LE GENOU D’AHED                                                   

De Nadav Lapid – France/Allemagne/Israël – 2021 – 1h40                                       Avec : Avshalom Pollak, Nur Fibak

Le réalisateur du brillant « Synonymes » n’a pas manqué ses débuts dans la compétition cannoise, d’où il est reparti auréolé d’un PRIX DU JURY. Du grand cinéma autobiographique et très politique où il règle allègrement ses comptes avec son pays. Jamais il n’avait paru aussi en colère et désespéré. Et jamais sa mise en scène n’avait semblé à ce point à la fois libre et maitrisée.

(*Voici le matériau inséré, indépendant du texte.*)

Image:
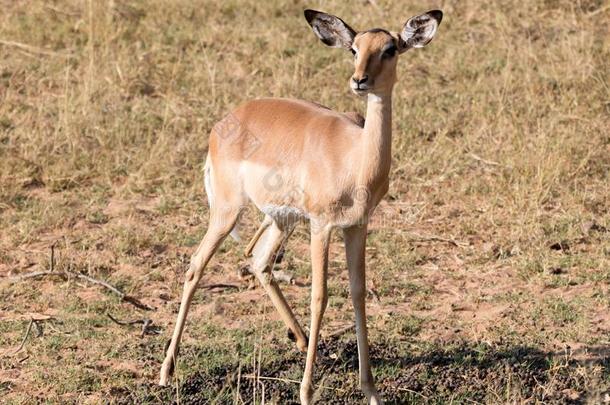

Le héros de son nouveau film n’a pas de nom mais une initiale, Y. Cinéaste engagé, Nadav Lapid est en plein casting de son nouveau film intitulé Le Genou d’Ahed, centré sur cette jeune Palestinienne de 16 ans (Ahed Tamini) qui a défrayé la chronique en 2018 le jour où un groupe de soldats israéliens a tenté de rentrer chez elle, dans un petit village de Cisjordanie au cœur des territoires dits occupés. Sa réaction spontanée fut de gifler l’un d’eux, ce qui lui a valu une peine de prison de neuf mois et de devenir un symbole. Pour les Palestiniens elle est une héroïne. Pour le pouvoir israélien, elle est une terroriste. Le réalisateur a rebondi sur une déclaration d’un député israélien qui avait estimé qu’il aurait fallu lui tirer dessus, au moins dans le genou, pour qu’elle soit définitivement assignée à résidence. Mais, en parallèle,  Y a accepté une invitation à venir présenter son long métrage précédent dans un petit village situé au sud d’Israël, dans le désert d’Areva où il est accueilli par l’organisatrice de l’évènement. Cette dernière est une fonctionnaire du ministère de la Culture tout acquise à sa cause et au charme de laquelle il ne semble pas insensible, jusqu’à ce qu’elle lui demande de remplir un questionnaire pour qu’il coche les sujets qu’il abordera. Elle lui fait bien comprendre qu’il faudra rester dans les clous : la goutte d’eau pour un homme au bord de la crise de nerfs, de surcroit en deuil de sa mère (et coscénariste) qui vient tout juste de mourir, et vent debout contre son pays qui, pour lui,  piétine en permanence les règles les plus élémentaires de liberté.

Dès lors, le film devient un cri de rage. Sur le fond comme sur la forme. Comme cette tirade hallucinante d’Y (interprété magistralement par le très impressionnant Avshalom Pollak, danseur, chorégraphe et metteur en scène, qui trouve ici son premier grand rôle sur grand écran) sur l’Etat Juif : « Nationaliste et raciste qui abrutit ses citoyens en les maintenant dans l’ignorance et où chaque génération engendre une génération pire encore ». Lapid traduit physiquement par sa mise en image le bouillonnement intérieur et l’explosivité soudain incontrôlable d’Y. Le geste de cinéma est fort car jamais contraint par tel ou tel producteur qui lui aurait suggéré de réduire ça et là la voilure de l’indignation. Un défi relevé par le réalisateur : traduire en image une haine, celle qui le bouffe face au recul de la démocratie en Israël. Du cinéma vécu comme un sport de combat, récompensé du Prix du Jury dans le palmarès cannois.